Tusayan Town Manager Will Wright says that staff is now taking the time to review and consider the lengthy materials and remarks submitted by the Park Service. They will again delay a final vote on the long-debated plan. But, Wright says his town can’t predict what sources of water might be available to developers, so they shouldn’t constrain themselves.
“I told them that the general plan, especially for a community our size, doesn’t require a water element at all,” Wright said. “There is discussion about water, but any actual development when it’s submitted will have to provide that info, which will be part of the approval process.”
The Park Service ran the math for Tusayan, which the planners didn’t do in their general plan. Tusayan is currently using 175 acre-feet of water per year. Based on the projected development in their 2024 plan, the Park Service says Tusayan’s water use will skyrocket to 681-acre feet in the coming decade. That kind of water use hasn’t been included in long-term regional water availability forecasts.
In his letter, Park Superintendent David Uberuaga said Tusayan’s planned water usage “poses significant regional impact concerns and raises questions around the realistic nature of meeting and sustaining the planned development goals.”
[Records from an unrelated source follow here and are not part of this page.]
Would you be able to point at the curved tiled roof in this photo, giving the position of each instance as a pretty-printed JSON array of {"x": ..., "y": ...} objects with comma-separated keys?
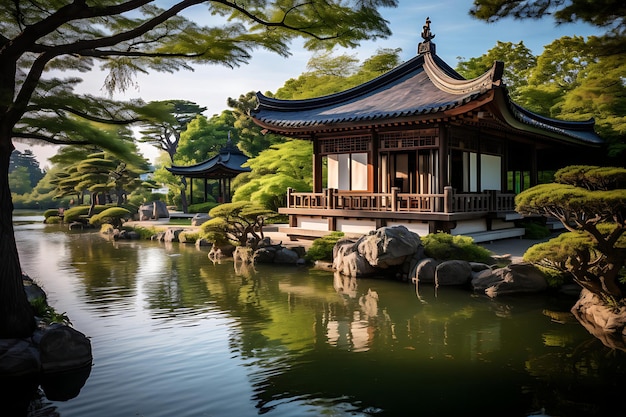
[
  {"x": 421, "y": 87},
  {"x": 228, "y": 163},
  {"x": 404, "y": 91}
]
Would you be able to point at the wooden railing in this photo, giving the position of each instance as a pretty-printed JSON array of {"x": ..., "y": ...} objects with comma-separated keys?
[{"x": 448, "y": 202}]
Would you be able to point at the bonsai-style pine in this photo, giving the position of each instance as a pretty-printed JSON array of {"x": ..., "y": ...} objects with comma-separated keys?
[{"x": 591, "y": 203}]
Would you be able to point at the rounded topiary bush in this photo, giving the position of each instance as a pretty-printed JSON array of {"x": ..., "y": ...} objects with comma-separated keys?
[
  {"x": 50, "y": 213},
  {"x": 74, "y": 213},
  {"x": 444, "y": 246},
  {"x": 322, "y": 248},
  {"x": 112, "y": 215}
]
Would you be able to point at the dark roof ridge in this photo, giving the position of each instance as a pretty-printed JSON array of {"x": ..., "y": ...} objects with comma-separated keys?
[{"x": 342, "y": 96}]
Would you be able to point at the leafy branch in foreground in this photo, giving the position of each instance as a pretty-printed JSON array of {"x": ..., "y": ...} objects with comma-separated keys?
[{"x": 591, "y": 204}]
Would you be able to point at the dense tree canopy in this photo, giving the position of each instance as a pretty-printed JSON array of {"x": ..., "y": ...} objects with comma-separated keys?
[
  {"x": 518, "y": 61},
  {"x": 164, "y": 121},
  {"x": 608, "y": 14},
  {"x": 251, "y": 139},
  {"x": 591, "y": 203},
  {"x": 282, "y": 166},
  {"x": 328, "y": 74},
  {"x": 126, "y": 38}
]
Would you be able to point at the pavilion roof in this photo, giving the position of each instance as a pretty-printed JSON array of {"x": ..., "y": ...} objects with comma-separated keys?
[
  {"x": 421, "y": 90},
  {"x": 226, "y": 164}
]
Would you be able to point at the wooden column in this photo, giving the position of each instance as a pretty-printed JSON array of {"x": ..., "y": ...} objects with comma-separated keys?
[
  {"x": 373, "y": 165},
  {"x": 317, "y": 167},
  {"x": 443, "y": 158}
]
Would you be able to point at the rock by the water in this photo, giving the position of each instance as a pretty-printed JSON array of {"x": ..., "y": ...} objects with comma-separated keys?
[
  {"x": 520, "y": 277},
  {"x": 286, "y": 256},
  {"x": 62, "y": 347},
  {"x": 454, "y": 272},
  {"x": 171, "y": 234},
  {"x": 603, "y": 322},
  {"x": 199, "y": 219},
  {"x": 389, "y": 246},
  {"x": 372, "y": 254},
  {"x": 153, "y": 211},
  {"x": 424, "y": 271}
]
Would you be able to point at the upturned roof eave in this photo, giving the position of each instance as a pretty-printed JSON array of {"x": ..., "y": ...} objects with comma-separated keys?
[{"x": 517, "y": 117}]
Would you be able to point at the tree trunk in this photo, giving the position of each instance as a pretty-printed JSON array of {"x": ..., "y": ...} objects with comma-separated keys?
[{"x": 16, "y": 315}]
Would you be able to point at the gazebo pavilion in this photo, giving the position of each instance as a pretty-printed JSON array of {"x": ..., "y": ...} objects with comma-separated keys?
[
  {"x": 423, "y": 147},
  {"x": 223, "y": 167}
]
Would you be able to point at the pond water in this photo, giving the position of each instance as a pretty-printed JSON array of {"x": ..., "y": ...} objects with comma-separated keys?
[{"x": 174, "y": 334}]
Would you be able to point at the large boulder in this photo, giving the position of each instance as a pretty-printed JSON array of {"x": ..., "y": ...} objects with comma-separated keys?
[
  {"x": 153, "y": 211},
  {"x": 604, "y": 322},
  {"x": 454, "y": 272},
  {"x": 424, "y": 271},
  {"x": 199, "y": 218},
  {"x": 376, "y": 252},
  {"x": 171, "y": 234},
  {"x": 522, "y": 277},
  {"x": 389, "y": 246}
]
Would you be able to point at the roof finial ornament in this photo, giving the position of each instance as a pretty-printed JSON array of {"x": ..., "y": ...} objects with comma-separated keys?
[
  {"x": 427, "y": 45},
  {"x": 426, "y": 34}
]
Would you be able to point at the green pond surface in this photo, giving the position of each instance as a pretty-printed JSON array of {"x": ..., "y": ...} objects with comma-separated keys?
[{"x": 174, "y": 334}]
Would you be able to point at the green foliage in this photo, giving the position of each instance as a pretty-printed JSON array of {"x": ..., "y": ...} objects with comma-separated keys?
[
  {"x": 250, "y": 138},
  {"x": 322, "y": 248},
  {"x": 273, "y": 171},
  {"x": 202, "y": 207},
  {"x": 27, "y": 164},
  {"x": 189, "y": 236},
  {"x": 74, "y": 213},
  {"x": 331, "y": 74},
  {"x": 444, "y": 246},
  {"x": 164, "y": 121},
  {"x": 535, "y": 230},
  {"x": 517, "y": 58},
  {"x": 50, "y": 212},
  {"x": 19, "y": 180},
  {"x": 111, "y": 215},
  {"x": 47, "y": 314},
  {"x": 238, "y": 223},
  {"x": 52, "y": 220},
  {"x": 145, "y": 233},
  {"x": 591, "y": 202}
]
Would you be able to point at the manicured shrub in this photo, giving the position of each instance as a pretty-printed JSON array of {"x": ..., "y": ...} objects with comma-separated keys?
[
  {"x": 201, "y": 207},
  {"x": 444, "y": 246},
  {"x": 112, "y": 215},
  {"x": 322, "y": 248},
  {"x": 50, "y": 213},
  {"x": 74, "y": 213}
]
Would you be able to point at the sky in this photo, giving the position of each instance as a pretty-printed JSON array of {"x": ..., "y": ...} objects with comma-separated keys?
[{"x": 457, "y": 34}]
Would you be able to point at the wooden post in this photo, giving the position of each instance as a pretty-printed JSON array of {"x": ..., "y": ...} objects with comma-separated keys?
[
  {"x": 394, "y": 198},
  {"x": 448, "y": 199}
]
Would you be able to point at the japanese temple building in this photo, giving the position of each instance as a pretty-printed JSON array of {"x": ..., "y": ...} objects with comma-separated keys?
[
  {"x": 223, "y": 167},
  {"x": 423, "y": 147}
]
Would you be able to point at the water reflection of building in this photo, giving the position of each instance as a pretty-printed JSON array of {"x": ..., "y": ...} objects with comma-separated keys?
[{"x": 353, "y": 332}]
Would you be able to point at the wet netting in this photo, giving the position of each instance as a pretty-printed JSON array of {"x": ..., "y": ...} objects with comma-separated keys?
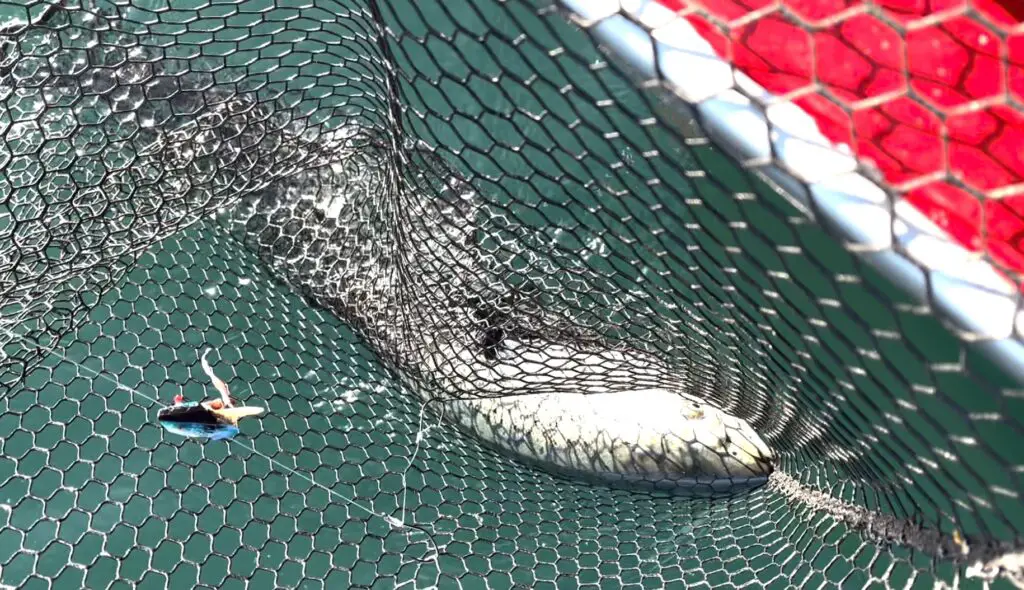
[{"x": 509, "y": 325}]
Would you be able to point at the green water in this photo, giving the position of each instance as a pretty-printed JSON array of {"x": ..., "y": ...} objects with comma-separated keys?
[{"x": 93, "y": 493}]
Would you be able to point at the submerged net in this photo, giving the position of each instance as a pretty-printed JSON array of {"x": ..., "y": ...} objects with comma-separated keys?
[{"x": 361, "y": 206}]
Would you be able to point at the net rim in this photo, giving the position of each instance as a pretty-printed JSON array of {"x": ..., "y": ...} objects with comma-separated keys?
[{"x": 781, "y": 142}]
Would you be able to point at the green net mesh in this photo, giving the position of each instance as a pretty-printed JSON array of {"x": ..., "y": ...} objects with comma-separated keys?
[{"x": 343, "y": 198}]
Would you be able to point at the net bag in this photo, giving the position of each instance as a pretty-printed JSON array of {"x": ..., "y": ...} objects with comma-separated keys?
[{"x": 431, "y": 238}]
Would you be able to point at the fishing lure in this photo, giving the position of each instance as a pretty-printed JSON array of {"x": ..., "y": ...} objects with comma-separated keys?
[{"x": 215, "y": 419}]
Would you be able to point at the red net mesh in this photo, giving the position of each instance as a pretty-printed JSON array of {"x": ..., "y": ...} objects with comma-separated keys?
[{"x": 929, "y": 91}]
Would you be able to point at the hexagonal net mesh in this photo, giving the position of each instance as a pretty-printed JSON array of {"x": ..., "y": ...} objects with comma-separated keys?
[{"x": 366, "y": 207}]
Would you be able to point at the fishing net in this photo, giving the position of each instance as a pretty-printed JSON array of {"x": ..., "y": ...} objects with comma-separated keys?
[{"x": 364, "y": 207}]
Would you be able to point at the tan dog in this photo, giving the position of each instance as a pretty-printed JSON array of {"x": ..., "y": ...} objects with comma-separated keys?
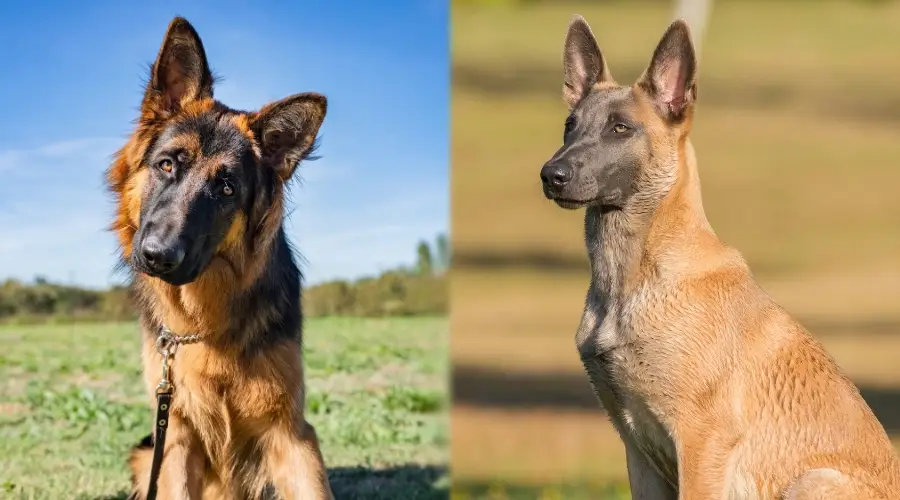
[
  {"x": 200, "y": 203},
  {"x": 714, "y": 389}
]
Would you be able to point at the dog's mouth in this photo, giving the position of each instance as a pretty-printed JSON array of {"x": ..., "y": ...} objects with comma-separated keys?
[{"x": 570, "y": 204}]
“We have stated several times throughout the comment process that the increase in residents and visitation will have tremendous negative and possibly irreversible impacts on the park infrastructure and resources for which the park was established, including the fragile seeps and springs that represent some of the least altered water resources in the Southwest.”
A study done more than 10 years ago by the Bureau of Reclamation showed that Tusayan’s first well, which was drilled in the 1980s, had already diminished the spring flow at Indian Gardens by 10 percent. The impact of additional wells in the area could have a major impact to the park’s seeps and springs.
“There will need to be resources provided and the biggest one is water,” said Grand Canyon Chief of Resource Management Martha Hahn. “You increase visitation, employment, infrastructure — it’s going to take water. Our biggest question and concern is around where that water is coming from.”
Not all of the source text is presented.